The code below gives you the finalized list of features. You are free to explore or change them to your own needs.

# this is an iterative process to find the features. 
lineGroupBy = pt_record_raw %>%
  separate_rows(text,sep = "\n")%>%
  group_by(text)%>%summarize(count=n()) %>%
  arrange(desc(count))

# edit the pattern to add new features, use "|" to separate the potential features.
pattern = "PRIMARY DIAGNOSIS:|DIAGNOSES:|ADMISSION DIAGNOSES:|DISCHARGE DIAGNOSES: |BRIEF HISTORY:|ADMISSION DIAGNOSIS:|ADMITTING DIAGNOSIS: |DISCHARGE DIAGNOSIS: |\\*\\*\\*\\*\\*\\* DISCHARGE ORDERS \\*\\*\\*\\*\\*\\*|ADDITIONAL COMMENTS:|\\*\\*\\*\\*\\*\\* FINAL DISCHARGE ORDERS \\*\\*\\*\\*\\*\\*|OTHER TREATMENTS\\/PROCEDURES \\( NOT IN O.R. \\)|DISCHARGE CONDITION:|DISCHARGE INSTRUCTIONS:|PHYSICAL EXAMINATION ON ADMISSION:|PAST SURGICAL HISTORY:|PRINCIPAL DIAGNOSIS:|MEDICATIONS ON ADMISSION:|CODE STATUS:|HOSPITAL COURSE BY SYSTEM:|HOSPITAL COURSE:|Attending:|FAMILY HISTORY:|HOSPITAL COURSE BY PROBLEM:|MEDICATIONS ON DISCHARGE:|MEDICATIONS:|Discharge Date:|Dictated By:|ATTENDING:|SERVICE:|ADMISSION INFORMATION AND CHIEF COMPLAINT:|CHIEF COMPLAINT:|HISTORY OF PRESENT ILLNESS:|ADMISSION LABS:|ADMISSION LABORATORY VALUES:|PAST MEDICAL HISTORY:|MEDICATIONS AT REHAB:|MEDICATIONS AT TIME OF ADMISSION:|PHYSICAL EXAMINATION:|ALLERGIES:|SOCIAL HISTORY:|FAMILY HISTORY:|HOSPITAL COURSE BY SYSTEM/ PROBLEM:|DISCHARGE STATUS:|CONTACTS AT THE HOSPITAL:|DISCHARGE LABORATORY VALUES:|DISCHARGE MEDICATIONS:|DISPOSITION:|ALLERGIES:|Service:|OTHER TREATMENTS/PROCEDURES ( NOT IN O.R. )|DISPOSITION:|BRIEF RESUME OF HOSPITAL COURSE:|ADMIT DIAGNOSIS:|TO DO/PLAN:|FOLLOW UP APPOINTMENT\\( S \\):|OPERATIONS AND PROCEDURES:|DISCHARGE MEDICATIONS:|Discharge Date:|Dictated By:|ATTENDING:|SERVICE:|ADMISSION INFORMATION AND CHIEF COMPLAINT:"
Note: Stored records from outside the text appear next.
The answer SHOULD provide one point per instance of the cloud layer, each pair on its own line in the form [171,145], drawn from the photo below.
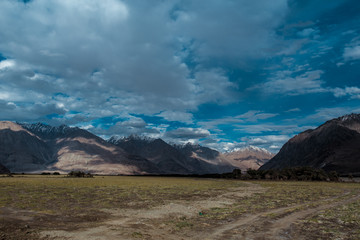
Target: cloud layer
[224,74]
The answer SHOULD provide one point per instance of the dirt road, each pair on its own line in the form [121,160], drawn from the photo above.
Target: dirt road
[154,223]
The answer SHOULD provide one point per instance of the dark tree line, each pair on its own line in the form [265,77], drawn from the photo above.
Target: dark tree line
[295,173]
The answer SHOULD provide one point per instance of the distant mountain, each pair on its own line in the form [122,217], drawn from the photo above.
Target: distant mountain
[248,157]
[335,145]
[21,150]
[39,147]
[187,159]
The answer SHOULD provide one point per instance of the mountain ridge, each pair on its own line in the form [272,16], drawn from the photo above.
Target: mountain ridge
[333,145]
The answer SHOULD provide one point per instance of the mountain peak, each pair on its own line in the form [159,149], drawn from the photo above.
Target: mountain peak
[251,148]
[47,131]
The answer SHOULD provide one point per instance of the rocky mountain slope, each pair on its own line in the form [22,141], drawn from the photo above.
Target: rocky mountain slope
[335,145]
[21,150]
[248,157]
[39,147]
[172,159]
[3,169]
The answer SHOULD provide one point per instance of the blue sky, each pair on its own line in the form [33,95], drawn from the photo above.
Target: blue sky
[224,74]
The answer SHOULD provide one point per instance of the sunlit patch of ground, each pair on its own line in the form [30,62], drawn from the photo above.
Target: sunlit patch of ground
[55,207]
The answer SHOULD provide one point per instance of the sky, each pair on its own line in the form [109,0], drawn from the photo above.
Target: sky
[224,74]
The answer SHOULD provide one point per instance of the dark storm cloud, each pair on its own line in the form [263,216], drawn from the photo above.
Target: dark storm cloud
[187,133]
[193,70]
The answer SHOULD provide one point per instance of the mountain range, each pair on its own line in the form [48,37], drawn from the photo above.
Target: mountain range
[40,147]
[333,146]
# create the temporary dataframe to store the potential features using the pattern
test = pt_record_raw %>% separate_rows(text, sep = "\n") %>% 
  filter(text != "") %>% 
  mutate(text_id = row_number()) %>%
  mutate(item_id = ifelse(str_starts(text, pattern), 1, 0)) %>%
  mutate(title = ifelse(item_id == 1,str_extract(text, pattern), NA)) %>%
  fill(title) %>%
  group_by(doc_id) %>%
  mutate(text_id_by_doc = row_number()) %>%
  mutate(title = ifelse(text_id_by_doc == 1, "OneLine", title))

# scanning the remaining text to find any missing feature and then edit the pattern to add new features.
lineGroupBy = test %>% group_by(text) %>%
  summarize(count = n(), id = sum(item_id)) %>%
  filter(id == 0) %>%
  arrange(desc(count))

tempfinal2 = test%>%select(doc_id, Dataset,title,text,text_id)%>%
  arrange(text_id)%>%
  select(-text_id)%>%
  pivot_wider(names_from = title,values_from = text,values_fn = list)

tempfinal3 = test %>% arrange(text_id)%>%group_by(doc_id, Dataset,title) %>%
  summarize(longtext = paste0(text,collapse="")) %>%
  pivot_wider(names_from = title,values_from = longtext)

Save the dataframe as csv files.

# save the dataframe as csv files
pt_record_final %>% write.csv("obesity_pt_record_final.csv")
annotations_training %>% write.csv("obesity_annotations_training.csv")

References

Uzuner, Ozlem. 2009. “Recognizing Obesity and Comorbidities in Sparse Data.” J. Am. Med. Inform. Assoc. 16 (4): 561–70.